Die CDU/CSU versagte vollkommen  da, wo sie hätte politisch aufklären und wichtige Interessen der Mehrheit der BRD-Bevölkerung verteidigen können. Sie wurde schon in dieser Zeit mehr und mehr zum bürokratischen Vollstrecker einer Politik, die sie doch nicht öffentlich verteidigen konnte und teilweise auch selbst noch ablehnte. Gleichzeitig in der Regierungsverantwortung daran gebunden, den Ausstieg aus der Kernenergie ohne allzu auffällige ökonomische Einbrüche zu organisieren und daher auf eine längere Zeit zu verteilen, wurde sie unweigerlich zum ewigen Angriffsziel  aller „radikalen“ Propagandisten des Kernenergie-Ausstiegs, zum ewigen „Bremser“, zur angeblichen Gefahr für Gesundheit und Leben der Bevölkerung.

 

Die CDU in Zeiten der Dekarbonisierung (Kohlestrom und Verkehr)
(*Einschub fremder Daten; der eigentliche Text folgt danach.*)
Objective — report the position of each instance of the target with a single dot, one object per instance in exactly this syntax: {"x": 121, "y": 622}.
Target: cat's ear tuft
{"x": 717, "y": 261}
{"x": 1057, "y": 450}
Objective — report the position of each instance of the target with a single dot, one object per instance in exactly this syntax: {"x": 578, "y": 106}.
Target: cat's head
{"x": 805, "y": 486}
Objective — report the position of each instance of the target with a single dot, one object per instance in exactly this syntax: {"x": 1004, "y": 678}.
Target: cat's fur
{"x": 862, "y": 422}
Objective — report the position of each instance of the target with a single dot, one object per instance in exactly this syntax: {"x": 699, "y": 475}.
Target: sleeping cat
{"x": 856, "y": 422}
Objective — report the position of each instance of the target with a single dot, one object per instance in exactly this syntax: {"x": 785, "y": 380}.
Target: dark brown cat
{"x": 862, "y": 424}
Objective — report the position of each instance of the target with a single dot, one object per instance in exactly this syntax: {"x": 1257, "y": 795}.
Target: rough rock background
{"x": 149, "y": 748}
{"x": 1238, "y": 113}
Diese unglückliche Position kommt ihr nun erneut zu in der sog. Klimapolitik, d.h. der Ersetzung der Energieerzeugung aus fossilen Brennstoffen (Öl und Kohle) durch Stromgewinnung aus Wind- und Sonnenwirkungen. Heute spielen allerdings treibende Faktoren der Anti-Kernenergie-Tendenz der 70er Jahre, der Proletarisierungsdruck und die Gegnerschaft der Supermächte, kaum mehr eine so gewichtige Rolle; andere Antriebe stehen hinter der heutigen Klimapolitik. Dazu weiter unten.

Zunächst zu den Behauptungen über das Klima selbst.

„Klimapolitik statt Profite“ ??? – Profite durch Klimapolitik!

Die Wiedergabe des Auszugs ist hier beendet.